In this strain the monk continues through fifteen stanzas, scattering abuse broadcast, and if his wit sometimes seems to desert him, it must, at least, be owned that his spite is genuine and unflagging. But in his case also the manuscripts contain an additional stanza of retributive justice, most likely by a later copyist. ‘With the sixteenth stanza,’ it says, ‘the false Monk of Montaudon will be satisfied, he who quarrels and fights with every one. He has deserted God for a flitch of bacon, and for his ever attempting to write canzos and verses he ought to be hung up in the wind.’

Such was literary criticism amongst the troubadours—a not very edifying spectacle, upon which, the reader perhaps may think, too many words have been wasted already.

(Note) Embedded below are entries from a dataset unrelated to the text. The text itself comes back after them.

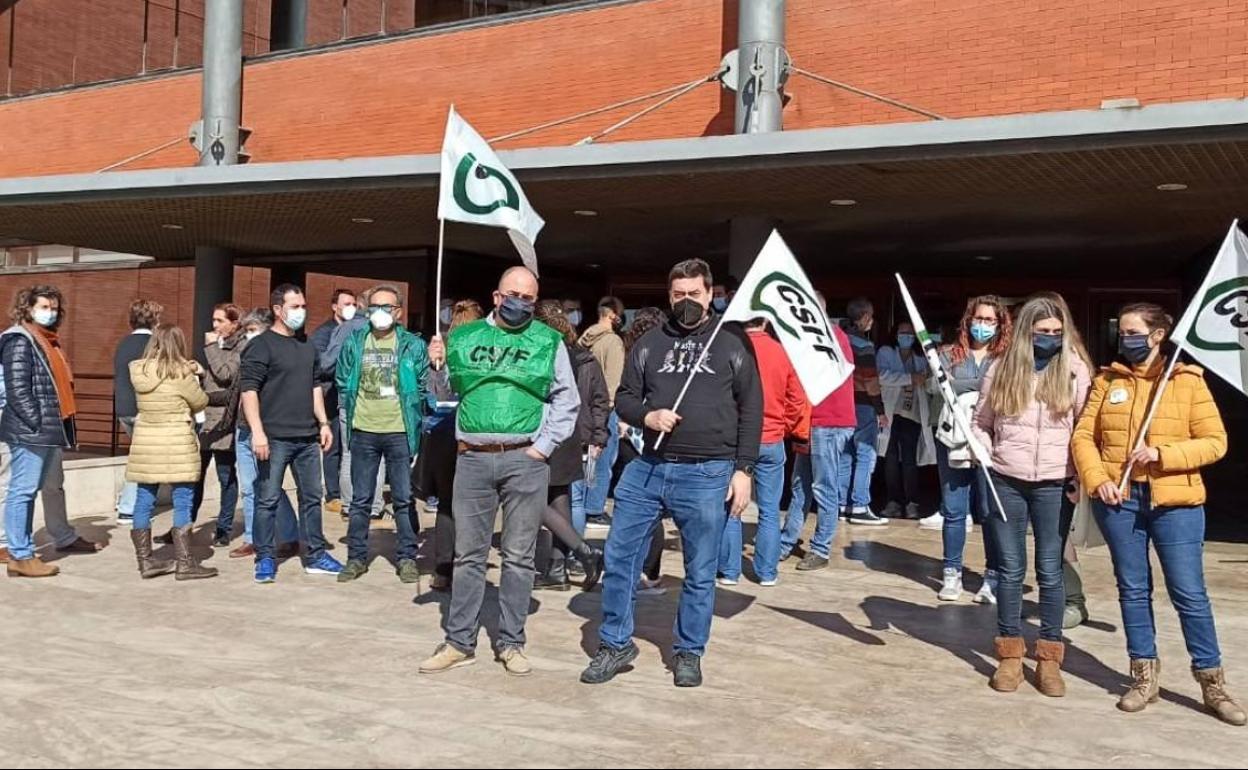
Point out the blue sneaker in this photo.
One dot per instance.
(325, 565)
(266, 570)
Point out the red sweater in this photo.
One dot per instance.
(836, 411)
(783, 397)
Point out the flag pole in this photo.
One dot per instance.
(702, 358)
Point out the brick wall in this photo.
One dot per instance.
(961, 58)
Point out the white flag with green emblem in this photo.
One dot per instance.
(776, 288)
(1214, 327)
(479, 190)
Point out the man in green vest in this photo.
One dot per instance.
(382, 376)
(518, 402)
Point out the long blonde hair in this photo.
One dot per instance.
(169, 352)
(1016, 382)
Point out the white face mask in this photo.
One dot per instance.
(381, 320)
(44, 317)
(296, 317)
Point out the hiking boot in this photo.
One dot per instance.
(1009, 675)
(446, 658)
(608, 662)
(1145, 685)
(353, 570)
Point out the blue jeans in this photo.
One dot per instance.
(248, 482)
(145, 504)
(816, 477)
(962, 491)
(858, 459)
(302, 456)
(367, 451)
(1045, 506)
(1178, 536)
(593, 498)
(694, 493)
(30, 467)
(769, 488)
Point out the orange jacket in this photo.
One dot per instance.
(1187, 431)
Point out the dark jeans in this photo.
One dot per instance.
(1177, 533)
(302, 456)
(227, 478)
(332, 459)
(367, 451)
(901, 462)
(1045, 506)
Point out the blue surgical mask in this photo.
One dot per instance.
(1045, 348)
(982, 332)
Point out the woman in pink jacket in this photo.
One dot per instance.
(1031, 399)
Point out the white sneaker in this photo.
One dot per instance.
(951, 589)
(989, 590)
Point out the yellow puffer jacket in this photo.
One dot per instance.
(165, 448)
(1187, 432)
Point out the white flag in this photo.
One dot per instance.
(1214, 327)
(479, 190)
(776, 288)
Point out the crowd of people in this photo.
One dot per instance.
(518, 411)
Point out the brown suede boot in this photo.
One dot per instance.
(33, 567)
(1213, 687)
(1010, 652)
(187, 565)
(1145, 685)
(1048, 668)
(149, 567)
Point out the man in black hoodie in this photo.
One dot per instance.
(702, 473)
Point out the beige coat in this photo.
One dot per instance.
(165, 448)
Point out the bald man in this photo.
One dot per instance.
(518, 402)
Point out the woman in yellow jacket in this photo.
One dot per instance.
(165, 448)
(1163, 503)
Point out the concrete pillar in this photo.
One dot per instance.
(214, 283)
(288, 25)
(222, 82)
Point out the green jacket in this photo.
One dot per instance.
(413, 375)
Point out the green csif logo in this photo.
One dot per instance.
(1223, 317)
(511, 200)
(795, 312)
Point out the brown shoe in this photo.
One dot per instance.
(187, 565)
(149, 567)
(82, 545)
(1145, 685)
(1213, 687)
(33, 567)
(1010, 652)
(1048, 668)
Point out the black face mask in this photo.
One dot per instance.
(516, 312)
(688, 313)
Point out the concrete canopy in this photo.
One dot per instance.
(1050, 191)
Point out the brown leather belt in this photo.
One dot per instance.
(492, 448)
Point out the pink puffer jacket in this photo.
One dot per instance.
(1033, 446)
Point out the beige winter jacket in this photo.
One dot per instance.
(165, 448)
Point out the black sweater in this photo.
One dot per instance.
(283, 372)
(721, 414)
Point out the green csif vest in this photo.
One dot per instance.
(502, 376)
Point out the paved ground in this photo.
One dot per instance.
(858, 665)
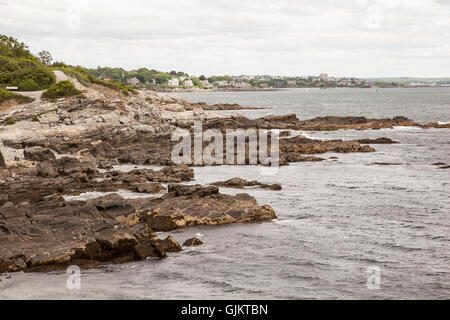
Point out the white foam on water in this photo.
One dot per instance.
(126, 194)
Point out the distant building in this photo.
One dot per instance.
(174, 82)
(292, 83)
(133, 81)
(206, 84)
(222, 83)
(324, 77)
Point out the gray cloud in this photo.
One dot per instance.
(289, 37)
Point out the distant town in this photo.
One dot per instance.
(173, 81)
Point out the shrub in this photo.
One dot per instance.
(60, 90)
(113, 85)
(6, 95)
(27, 74)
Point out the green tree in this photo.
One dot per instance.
(45, 57)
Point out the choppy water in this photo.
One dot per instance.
(336, 219)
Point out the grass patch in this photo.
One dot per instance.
(126, 90)
(60, 90)
(6, 95)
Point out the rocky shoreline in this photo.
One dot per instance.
(55, 151)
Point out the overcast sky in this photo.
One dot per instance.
(360, 38)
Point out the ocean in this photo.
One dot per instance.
(338, 220)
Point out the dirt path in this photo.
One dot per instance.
(37, 95)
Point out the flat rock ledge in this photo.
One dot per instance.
(186, 206)
(49, 235)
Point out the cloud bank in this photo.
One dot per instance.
(281, 37)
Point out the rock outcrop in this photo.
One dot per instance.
(2, 162)
(47, 236)
(194, 242)
(239, 183)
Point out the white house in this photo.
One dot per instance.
(188, 83)
(222, 83)
(133, 81)
(174, 82)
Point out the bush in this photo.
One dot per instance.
(60, 90)
(27, 74)
(113, 85)
(6, 95)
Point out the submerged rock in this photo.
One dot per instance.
(39, 154)
(192, 242)
(2, 162)
(241, 184)
(187, 206)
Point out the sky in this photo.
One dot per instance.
(357, 38)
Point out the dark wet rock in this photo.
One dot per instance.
(169, 245)
(436, 125)
(65, 166)
(223, 106)
(150, 188)
(292, 149)
(385, 164)
(377, 141)
(317, 124)
(51, 235)
(186, 206)
(241, 184)
(192, 242)
(39, 154)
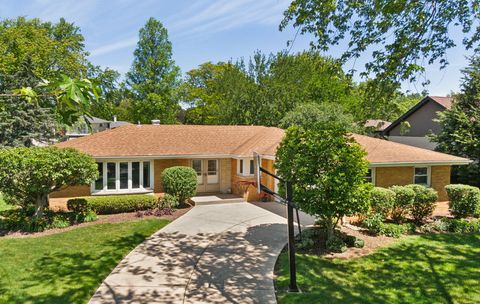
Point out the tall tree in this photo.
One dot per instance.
(33, 50)
(398, 34)
(460, 126)
(265, 88)
(24, 124)
(154, 76)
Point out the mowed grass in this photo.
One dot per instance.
(66, 267)
(441, 268)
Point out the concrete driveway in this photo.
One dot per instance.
(216, 253)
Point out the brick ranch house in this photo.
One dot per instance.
(131, 159)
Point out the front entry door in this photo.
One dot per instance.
(208, 177)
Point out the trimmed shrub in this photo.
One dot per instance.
(353, 241)
(423, 202)
(180, 181)
(464, 200)
(112, 204)
(382, 201)
(373, 223)
(168, 201)
(394, 230)
(336, 244)
(404, 198)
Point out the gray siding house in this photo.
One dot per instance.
(421, 122)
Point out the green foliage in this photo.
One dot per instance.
(460, 125)
(382, 201)
(336, 244)
(394, 230)
(404, 199)
(423, 202)
(313, 113)
(262, 90)
(33, 50)
(396, 34)
(326, 168)
(168, 201)
(464, 200)
(112, 204)
(373, 223)
(23, 123)
(399, 273)
(353, 241)
(180, 182)
(28, 175)
(153, 76)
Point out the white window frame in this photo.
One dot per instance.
(429, 175)
(246, 166)
(117, 189)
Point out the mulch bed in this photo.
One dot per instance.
(102, 219)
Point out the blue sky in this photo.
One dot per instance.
(200, 30)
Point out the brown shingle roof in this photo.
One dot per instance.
(444, 101)
(194, 140)
(381, 151)
(173, 140)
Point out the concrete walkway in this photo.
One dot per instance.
(216, 253)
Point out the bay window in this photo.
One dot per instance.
(123, 176)
(245, 167)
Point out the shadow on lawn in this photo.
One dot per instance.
(71, 278)
(436, 268)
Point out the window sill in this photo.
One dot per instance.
(122, 191)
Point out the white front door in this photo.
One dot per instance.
(208, 176)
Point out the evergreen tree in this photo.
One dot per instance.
(153, 76)
(23, 124)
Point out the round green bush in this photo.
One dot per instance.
(180, 182)
(336, 244)
(168, 201)
(464, 200)
(382, 201)
(404, 198)
(423, 202)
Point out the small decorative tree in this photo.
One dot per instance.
(327, 169)
(29, 175)
(180, 182)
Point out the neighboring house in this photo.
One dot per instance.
(88, 125)
(376, 126)
(131, 159)
(413, 127)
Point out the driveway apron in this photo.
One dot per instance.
(218, 253)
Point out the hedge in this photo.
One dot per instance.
(382, 201)
(180, 182)
(464, 200)
(404, 198)
(117, 203)
(423, 202)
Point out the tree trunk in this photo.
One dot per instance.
(40, 203)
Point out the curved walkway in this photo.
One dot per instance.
(218, 253)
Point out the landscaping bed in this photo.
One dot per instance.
(67, 267)
(429, 268)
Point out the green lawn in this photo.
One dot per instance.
(66, 267)
(442, 268)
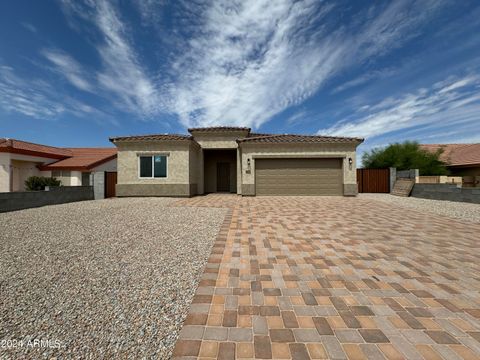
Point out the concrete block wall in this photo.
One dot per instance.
(446, 192)
(12, 201)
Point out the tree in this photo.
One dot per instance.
(404, 156)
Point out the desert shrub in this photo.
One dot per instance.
(36, 183)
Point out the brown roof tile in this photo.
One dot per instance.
(152, 137)
(456, 154)
(83, 159)
(220, 129)
(28, 148)
(292, 138)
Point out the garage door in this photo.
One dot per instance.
(298, 177)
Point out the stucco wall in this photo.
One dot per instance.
(255, 151)
(195, 164)
(177, 182)
(218, 141)
(465, 171)
(4, 172)
(110, 166)
(21, 171)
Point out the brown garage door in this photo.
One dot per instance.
(298, 177)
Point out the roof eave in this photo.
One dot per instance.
(33, 153)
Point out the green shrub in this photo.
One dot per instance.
(36, 183)
(404, 156)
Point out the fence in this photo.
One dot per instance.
(55, 195)
(373, 180)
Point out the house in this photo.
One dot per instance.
(461, 159)
(235, 160)
(72, 166)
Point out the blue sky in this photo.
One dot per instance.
(73, 73)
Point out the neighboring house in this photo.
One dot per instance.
(20, 159)
(233, 159)
(461, 159)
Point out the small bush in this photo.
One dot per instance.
(36, 183)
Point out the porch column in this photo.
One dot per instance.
(239, 171)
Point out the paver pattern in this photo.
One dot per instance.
(335, 278)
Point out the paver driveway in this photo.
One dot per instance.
(338, 278)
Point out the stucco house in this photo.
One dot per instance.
(72, 166)
(235, 160)
(461, 159)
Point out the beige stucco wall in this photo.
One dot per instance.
(465, 171)
(218, 141)
(110, 166)
(4, 172)
(21, 171)
(181, 159)
(177, 161)
(255, 151)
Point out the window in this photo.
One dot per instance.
(153, 166)
(85, 179)
(59, 173)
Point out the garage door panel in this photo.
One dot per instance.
(298, 177)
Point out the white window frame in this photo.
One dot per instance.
(153, 166)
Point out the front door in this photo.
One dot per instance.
(223, 177)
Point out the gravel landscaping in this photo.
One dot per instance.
(458, 210)
(100, 279)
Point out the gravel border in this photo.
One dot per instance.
(456, 210)
(106, 278)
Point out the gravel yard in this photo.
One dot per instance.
(109, 278)
(458, 210)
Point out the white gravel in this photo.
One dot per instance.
(457, 210)
(106, 279)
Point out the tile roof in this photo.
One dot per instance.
(292, 138)
(220, 129)
(28, 148)
(83, 159)
(456, 154)
(152, 137)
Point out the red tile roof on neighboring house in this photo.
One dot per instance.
(151, 137)
(456, 154)
(28, 148)
(83, 159)
(220, 129)
(292, 138)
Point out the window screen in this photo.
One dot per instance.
(160, 166)
(145, 166)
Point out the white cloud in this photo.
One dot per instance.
(250, 60)
(69, 68)
(122, 73)
(454, 103)
(243, 62)
(29, 27)
(38, 99)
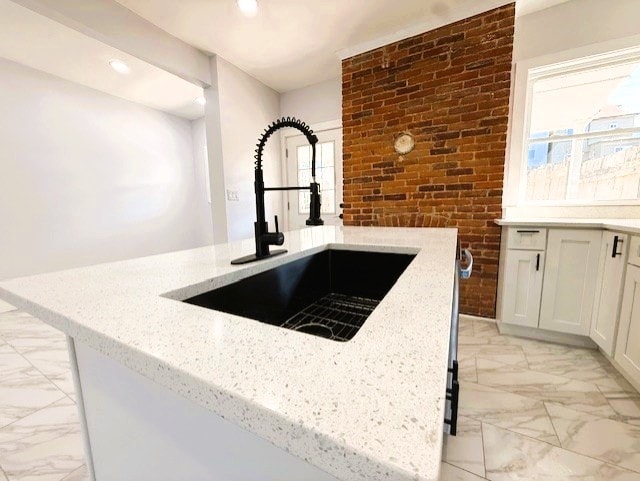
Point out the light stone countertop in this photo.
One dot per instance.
(368, 409)
(631, 226)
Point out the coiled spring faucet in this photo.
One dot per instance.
(264, 238)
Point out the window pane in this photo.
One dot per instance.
(325, 176)
(612, 173)
(584, 136)
(304, 157)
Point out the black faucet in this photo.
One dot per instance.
(264, 238)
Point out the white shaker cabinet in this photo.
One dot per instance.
(523, 287)
(628, 344)
(571, 269)
(612, 266)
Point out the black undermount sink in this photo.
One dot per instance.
(330, 294)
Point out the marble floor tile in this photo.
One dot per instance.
(80, 474)
(452, 473)
(6, 307)
(502, 353)
(485, 329)
(517, 413)
(45, 446)
(513, 457)
(627, 408)
(578, 395)
(532, 346)
(610, 441)
(465, 327)
(465, 449)
(580, 364)
(467, 369)
(23, 389)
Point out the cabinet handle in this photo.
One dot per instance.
(616, 241)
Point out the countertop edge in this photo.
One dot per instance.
(91, 337)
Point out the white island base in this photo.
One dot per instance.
(137, 430)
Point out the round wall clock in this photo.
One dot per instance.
(404, 143)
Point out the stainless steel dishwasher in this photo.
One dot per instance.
(453, 388)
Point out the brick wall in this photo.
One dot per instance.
(450, 89)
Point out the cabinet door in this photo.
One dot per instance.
(522, 287)
(606, 305)
(628, 344)
(569, 284)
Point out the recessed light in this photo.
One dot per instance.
(119, 66)
(248, 7)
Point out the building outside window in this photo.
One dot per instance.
(583, 131)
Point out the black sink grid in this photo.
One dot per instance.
(330, 294)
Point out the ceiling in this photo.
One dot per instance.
(43, 44)
(295, 43)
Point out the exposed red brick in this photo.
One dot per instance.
(450, 88)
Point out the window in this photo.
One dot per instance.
(583, 134)
(325, 176)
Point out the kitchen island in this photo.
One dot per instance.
(169, 390)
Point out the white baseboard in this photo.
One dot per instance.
(621, 370)
(544, 335)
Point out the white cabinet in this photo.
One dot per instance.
(611, 268)
(523, 287)
(628, 344)
(571, 269)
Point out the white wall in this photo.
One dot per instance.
(88, 178)
(317, 103)
(203, 205)
(246, 108)
(574, 24)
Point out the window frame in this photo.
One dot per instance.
(613, 58)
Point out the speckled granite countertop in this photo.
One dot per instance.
(369, 409)
(623, 225)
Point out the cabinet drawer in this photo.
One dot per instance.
(634, 251)
(530, 238)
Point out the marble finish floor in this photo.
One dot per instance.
(533, 410)
(40, 438)
(529, 410)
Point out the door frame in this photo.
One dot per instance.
(288, 133)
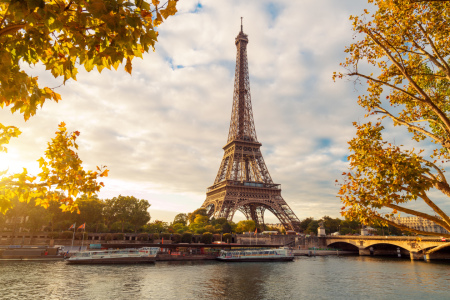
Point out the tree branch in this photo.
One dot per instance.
(429, 163)
(416, 128)
(419, 214)
(439, 211)
(443, 64)
(403, 227)
(11, 28)
(427, 99)
(388, 84)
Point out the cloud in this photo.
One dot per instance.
(161, 130)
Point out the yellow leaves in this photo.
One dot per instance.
(128, 66)
(104, 173)
(158, 20)
(170, 10)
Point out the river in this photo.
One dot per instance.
(354, 277)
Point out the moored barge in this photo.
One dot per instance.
(258, 255)
(117, 256)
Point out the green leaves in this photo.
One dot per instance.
(63, 35)
(61, 169)
(94, 33)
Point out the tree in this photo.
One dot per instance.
(227, 237)
(407, 48)
(312, 227)
(91, 211)
(61, 35)
(157, 226)
(181, 219)
(139, 213)
(193, 215)
(127, 209)
(207, 238)
(226, 227)
(61, 169)
(304, 223)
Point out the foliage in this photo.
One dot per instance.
(91, 212)
(66, 235)
(226, 227)
(128, 209)
(179, 228)
(406, 46)
(156, 227)
(186, 237)
(181, 219)
(53, 235)
(62, 35)
(165, 235)
(195, 213)
(207, 238)
(142, 237)
(118, 236)
(79, 235)
(227, 237)
(176, 237)
(61, 169)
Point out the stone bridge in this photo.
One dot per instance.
(401, 246)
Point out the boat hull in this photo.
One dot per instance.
(113, 260)
(256, 259)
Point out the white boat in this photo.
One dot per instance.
(280, 254)
(118, 256)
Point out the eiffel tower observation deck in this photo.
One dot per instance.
(243, 182)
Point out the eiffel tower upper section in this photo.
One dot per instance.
(242, 126)
(243, 182)
(242, 160)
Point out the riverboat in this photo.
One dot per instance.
(118, 256)
(281, 254)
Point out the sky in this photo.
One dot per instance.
(161, 130)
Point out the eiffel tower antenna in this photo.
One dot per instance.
(243, 182)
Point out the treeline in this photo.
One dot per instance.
(127, 214)
(310, 226)
(119, 214)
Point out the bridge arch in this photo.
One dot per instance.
(345, 246)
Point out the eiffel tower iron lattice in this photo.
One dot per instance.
(243, 182)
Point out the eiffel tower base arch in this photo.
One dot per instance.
(225, 201)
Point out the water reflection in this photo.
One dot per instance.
(305, 278)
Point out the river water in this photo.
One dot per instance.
(330, 277)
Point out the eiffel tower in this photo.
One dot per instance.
(243, 182)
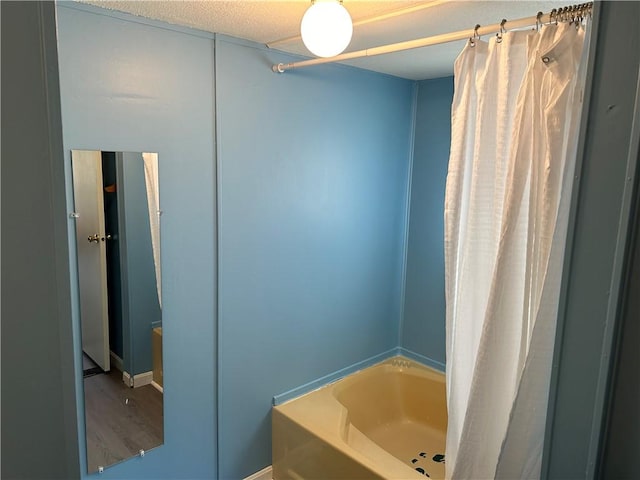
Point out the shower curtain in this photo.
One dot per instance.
(515, 117)
(150, 161)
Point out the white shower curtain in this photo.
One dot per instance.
(150, 161)
(515, 115)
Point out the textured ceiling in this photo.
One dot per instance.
(267, 21)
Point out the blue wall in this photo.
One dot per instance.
(127, 86)
(140, 303)
(311, 195)
(423, 326)
(313, 170)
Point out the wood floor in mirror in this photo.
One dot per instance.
(120, 421)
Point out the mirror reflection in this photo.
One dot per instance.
(117, 214)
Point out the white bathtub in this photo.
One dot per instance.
(388, 421)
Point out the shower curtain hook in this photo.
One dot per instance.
(502, 30)
(472, 39)
(539, 21)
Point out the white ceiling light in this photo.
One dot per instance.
(326, 28)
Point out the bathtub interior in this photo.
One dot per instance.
(402, 410)
(387, 421)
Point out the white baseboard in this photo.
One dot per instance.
(116, 361)
(264, 474)
(139, 380)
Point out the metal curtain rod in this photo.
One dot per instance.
(566, 14)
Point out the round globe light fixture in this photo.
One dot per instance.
(326, 28)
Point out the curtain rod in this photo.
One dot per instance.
(564, 14)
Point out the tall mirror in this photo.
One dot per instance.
(117, 215)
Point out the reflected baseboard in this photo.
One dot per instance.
(157, 386)
(139, 380)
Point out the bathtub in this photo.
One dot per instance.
(388, 421)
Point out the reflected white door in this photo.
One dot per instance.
(92, 260)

So we will drop the curtain on the Monk of Montaudon, not without a good-natured smile at his weaknesses, nor without wonderment at an age which burnt and quartered thousands of virtuous Albigeois, and tolerated, or even approved of, such doings and such utterances in a monk.

But, before leaving the subject finally, I must warn the reader not to judge the general tone of the Provençal sirventes by the few examples of personal satire here specified. The troubadours grow, as Schiller says, with their greater purpose. In reproving the moral evils of their time, the decay of piety, the avarice of the great, the outrages of clerical pride, they frequently attain to an almost Dantesque power of conception and imagery. I know of few grander ideas in poetry than Marcabrun’s picture of the enormous tree, whose branches mingle with the clouds, whose roots spread down to mid-earth. To it are tied innumerable multitudes of all classes, from king to beggar. For the tree is the eternal evil of the world, and avarice and covetousness are the bonds which fetter mankind.

But such objective depth of idea must not be expected from the Monk of Montaudon. He is a broadly humorous figure, and although characteristic in many ways of his time and country, he must not blind us to the serious currents of thought moving the age in which he lived, and the literature of which he represents one feature. We must look at him as one of those burlesque types by which the terrible seriousness of man’s life and thoughts is fortunately relieved at intervals—a product of nature’s creative humour in one of her most whimsical moods.